もちろん、石浦、牧野意外にも虎視眈々を上位を狙うドライバーがいるのは間違いない。現在のポイントラインキングではトップの山本尚貴(DOCOMO TEAM DANDELION RACING)27ポイント、2位のニック・キャシディが22ポイントで3位のパロウが14ポイントと『2強』が抜けている状態だけに、なんとしても2人の前でフィッシュしたいと思うのはどのドライバーも願うこと。当然、山本とキャシディもチャンピオンシップを意識しないはずはなく、常にターゲットとしてお互いが前に行く意地の戦い、そして心理戦が繰り広げられることになる。
ツインリンクもてぎはストップ・アンド・ゴーで強いブレーキングが必要なコーナーが多く、高速コーナーの横Gでの負担とは違った体力的な負担の多いサーキットでもある。36℃を越えるような未曾有の暑さが予想される52周のレースは、ドライバーにとって過酷という言葉意外では表現できないような厳しい戦いでもある。

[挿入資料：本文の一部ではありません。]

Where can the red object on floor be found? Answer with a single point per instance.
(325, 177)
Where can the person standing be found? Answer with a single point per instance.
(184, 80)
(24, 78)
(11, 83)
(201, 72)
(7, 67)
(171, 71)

さらに今季のスーパーフォーミュラで見逃せないのが、これまでの4戦でいずれもセーフティカーが導入されている点だ。荒れた展開でセーフティカーのタイミング次第で勝敗が分かれる可能性も高く、技術だけでなく負けられない気持ち、そして体力勝負に運と、今回の真夏のスーパーフォーミュラ第5戦もてぎ戦はさまざまな可能性が想像される。最後にトップでフィニッシュラインを駆け抜けるのは、果たして誰になるのだろうか。